The current patent system is suited to adjudicating the patentability questions related to the current generation of AI technology only. However, the time has come for the Indian government to begin carefully considering how CRIs pertaining to the next generation of AI (ie, strong AI and superintelligence) should be treated in the patent ecosystem.
Fundamentally, we must address whether we believe that humans cannot replicate the grand design of evolution on a piece of paper coded into a machine – and therefore strong AI and superintelligence is beyond our capability – or whether we believe that basic knowledge, intelligence and cognitive thinking are programmable into a machine that will then be able to make independent decisions. It needs to be determined whether a machine with such capability can be an inventor. Once this question is answered, the other aspects will eventually fall into place.
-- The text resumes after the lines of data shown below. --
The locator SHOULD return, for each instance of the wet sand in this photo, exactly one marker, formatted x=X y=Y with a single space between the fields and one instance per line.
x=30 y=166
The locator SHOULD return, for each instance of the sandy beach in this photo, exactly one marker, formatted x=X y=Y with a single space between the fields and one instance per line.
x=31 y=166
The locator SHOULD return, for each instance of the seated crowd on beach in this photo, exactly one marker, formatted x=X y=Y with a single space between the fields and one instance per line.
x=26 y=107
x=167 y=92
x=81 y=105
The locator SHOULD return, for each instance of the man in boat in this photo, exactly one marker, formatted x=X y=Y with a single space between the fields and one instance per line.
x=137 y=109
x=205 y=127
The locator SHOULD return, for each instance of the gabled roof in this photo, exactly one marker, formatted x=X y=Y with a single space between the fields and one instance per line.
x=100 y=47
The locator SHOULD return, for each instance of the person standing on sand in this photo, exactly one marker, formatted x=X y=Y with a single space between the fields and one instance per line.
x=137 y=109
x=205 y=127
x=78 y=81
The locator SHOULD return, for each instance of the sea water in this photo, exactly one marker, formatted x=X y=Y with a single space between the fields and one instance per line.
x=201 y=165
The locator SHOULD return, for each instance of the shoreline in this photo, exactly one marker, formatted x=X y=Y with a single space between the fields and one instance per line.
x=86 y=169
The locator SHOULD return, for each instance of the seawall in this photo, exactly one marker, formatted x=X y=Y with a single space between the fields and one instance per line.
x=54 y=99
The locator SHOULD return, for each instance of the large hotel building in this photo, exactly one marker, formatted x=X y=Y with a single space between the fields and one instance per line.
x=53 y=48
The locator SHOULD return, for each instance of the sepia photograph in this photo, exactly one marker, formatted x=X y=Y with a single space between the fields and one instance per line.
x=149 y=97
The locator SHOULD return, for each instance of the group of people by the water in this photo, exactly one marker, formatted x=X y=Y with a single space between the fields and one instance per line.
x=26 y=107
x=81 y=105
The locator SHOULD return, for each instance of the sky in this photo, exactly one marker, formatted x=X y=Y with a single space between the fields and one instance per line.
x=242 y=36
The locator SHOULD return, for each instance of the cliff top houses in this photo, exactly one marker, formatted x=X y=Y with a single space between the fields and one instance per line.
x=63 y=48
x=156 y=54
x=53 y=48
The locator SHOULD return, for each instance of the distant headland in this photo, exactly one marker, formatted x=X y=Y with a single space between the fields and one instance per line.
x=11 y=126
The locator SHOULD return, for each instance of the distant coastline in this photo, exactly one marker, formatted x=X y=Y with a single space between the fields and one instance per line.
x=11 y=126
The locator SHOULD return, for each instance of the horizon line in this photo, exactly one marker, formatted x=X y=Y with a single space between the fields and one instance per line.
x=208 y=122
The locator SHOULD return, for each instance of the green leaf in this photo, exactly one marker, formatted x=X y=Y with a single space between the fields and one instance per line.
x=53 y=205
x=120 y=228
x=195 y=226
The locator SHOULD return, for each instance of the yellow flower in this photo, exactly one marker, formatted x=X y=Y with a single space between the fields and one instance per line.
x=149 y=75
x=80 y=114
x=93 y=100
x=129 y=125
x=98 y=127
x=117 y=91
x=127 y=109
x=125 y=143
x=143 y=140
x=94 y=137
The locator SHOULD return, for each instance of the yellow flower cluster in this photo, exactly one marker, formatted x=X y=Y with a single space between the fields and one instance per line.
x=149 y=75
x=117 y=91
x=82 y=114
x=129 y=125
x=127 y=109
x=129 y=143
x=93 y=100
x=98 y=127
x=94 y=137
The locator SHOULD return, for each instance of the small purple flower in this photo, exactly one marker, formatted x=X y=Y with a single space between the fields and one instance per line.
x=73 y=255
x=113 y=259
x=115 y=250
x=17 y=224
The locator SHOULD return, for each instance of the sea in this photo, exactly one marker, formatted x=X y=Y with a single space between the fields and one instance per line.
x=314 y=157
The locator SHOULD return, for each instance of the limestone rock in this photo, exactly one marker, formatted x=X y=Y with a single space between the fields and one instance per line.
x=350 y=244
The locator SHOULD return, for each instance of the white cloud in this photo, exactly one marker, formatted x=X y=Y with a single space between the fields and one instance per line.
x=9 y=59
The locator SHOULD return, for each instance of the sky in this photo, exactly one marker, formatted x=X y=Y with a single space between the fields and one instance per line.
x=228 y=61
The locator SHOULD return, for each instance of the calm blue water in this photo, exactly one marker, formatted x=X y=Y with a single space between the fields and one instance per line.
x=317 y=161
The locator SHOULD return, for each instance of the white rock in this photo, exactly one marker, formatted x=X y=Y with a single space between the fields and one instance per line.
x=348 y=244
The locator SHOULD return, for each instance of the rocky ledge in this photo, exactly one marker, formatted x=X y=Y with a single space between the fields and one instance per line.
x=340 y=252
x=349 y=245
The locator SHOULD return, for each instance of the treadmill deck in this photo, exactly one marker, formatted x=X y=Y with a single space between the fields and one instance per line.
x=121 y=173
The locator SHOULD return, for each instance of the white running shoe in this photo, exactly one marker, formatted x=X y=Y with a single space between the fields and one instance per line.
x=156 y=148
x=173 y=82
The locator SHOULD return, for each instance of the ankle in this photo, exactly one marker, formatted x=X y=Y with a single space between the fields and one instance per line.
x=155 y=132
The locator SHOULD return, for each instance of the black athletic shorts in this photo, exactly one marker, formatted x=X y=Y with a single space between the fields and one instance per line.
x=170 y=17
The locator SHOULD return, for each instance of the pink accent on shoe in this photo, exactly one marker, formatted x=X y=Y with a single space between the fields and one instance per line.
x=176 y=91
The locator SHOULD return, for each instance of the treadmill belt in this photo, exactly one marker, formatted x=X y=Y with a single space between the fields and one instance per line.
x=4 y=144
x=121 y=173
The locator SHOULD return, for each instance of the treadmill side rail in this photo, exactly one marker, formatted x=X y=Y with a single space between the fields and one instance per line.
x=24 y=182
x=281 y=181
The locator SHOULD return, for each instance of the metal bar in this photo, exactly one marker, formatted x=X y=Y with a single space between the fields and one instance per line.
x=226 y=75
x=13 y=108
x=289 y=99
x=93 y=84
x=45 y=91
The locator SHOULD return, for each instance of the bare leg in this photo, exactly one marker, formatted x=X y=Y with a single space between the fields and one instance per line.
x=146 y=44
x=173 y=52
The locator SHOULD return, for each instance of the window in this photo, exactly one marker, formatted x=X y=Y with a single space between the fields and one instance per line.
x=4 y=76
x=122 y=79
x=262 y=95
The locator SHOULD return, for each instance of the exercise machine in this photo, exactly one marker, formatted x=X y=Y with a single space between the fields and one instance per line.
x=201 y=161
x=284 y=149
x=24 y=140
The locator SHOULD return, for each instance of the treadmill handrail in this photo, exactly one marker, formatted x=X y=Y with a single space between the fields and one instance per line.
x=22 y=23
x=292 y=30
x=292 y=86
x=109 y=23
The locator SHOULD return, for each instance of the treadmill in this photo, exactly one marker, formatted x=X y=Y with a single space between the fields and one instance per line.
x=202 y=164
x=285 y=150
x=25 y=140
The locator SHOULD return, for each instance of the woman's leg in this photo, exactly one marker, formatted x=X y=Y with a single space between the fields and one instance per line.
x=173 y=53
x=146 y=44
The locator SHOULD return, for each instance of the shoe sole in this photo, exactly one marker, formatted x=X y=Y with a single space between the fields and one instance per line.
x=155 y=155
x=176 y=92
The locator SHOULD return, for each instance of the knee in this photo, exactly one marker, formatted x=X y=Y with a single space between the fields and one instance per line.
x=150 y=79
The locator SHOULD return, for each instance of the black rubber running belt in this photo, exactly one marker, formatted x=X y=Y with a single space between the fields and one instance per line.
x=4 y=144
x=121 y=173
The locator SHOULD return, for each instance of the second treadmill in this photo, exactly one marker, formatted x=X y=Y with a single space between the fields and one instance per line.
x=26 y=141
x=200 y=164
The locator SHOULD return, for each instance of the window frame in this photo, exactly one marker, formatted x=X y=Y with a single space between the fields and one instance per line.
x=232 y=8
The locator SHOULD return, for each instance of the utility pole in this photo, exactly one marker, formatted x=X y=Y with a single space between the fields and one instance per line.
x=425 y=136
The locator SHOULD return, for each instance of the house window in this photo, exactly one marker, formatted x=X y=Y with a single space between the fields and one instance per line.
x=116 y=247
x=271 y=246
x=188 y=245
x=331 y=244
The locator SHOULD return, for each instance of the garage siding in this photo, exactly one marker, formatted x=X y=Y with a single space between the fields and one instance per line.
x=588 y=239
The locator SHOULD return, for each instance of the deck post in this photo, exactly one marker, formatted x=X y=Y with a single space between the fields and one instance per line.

While we ruminate on the policy issues, a fascinating practical point to ponder is that if artificial intelligence lives up to its hype and superintelligence in AI is achieved, then would not the AI then be able to decide whether it has created patentable subject matter, review the prior art and approve or reject its own application – and, if patented, find infringers with claim charts that are indisputable? Will the very machines we create file, prosecute, defend, enforce and pay and receive damages – thus taking all our jobs away?
Needless to say, the road ahead is unknown and intimidating.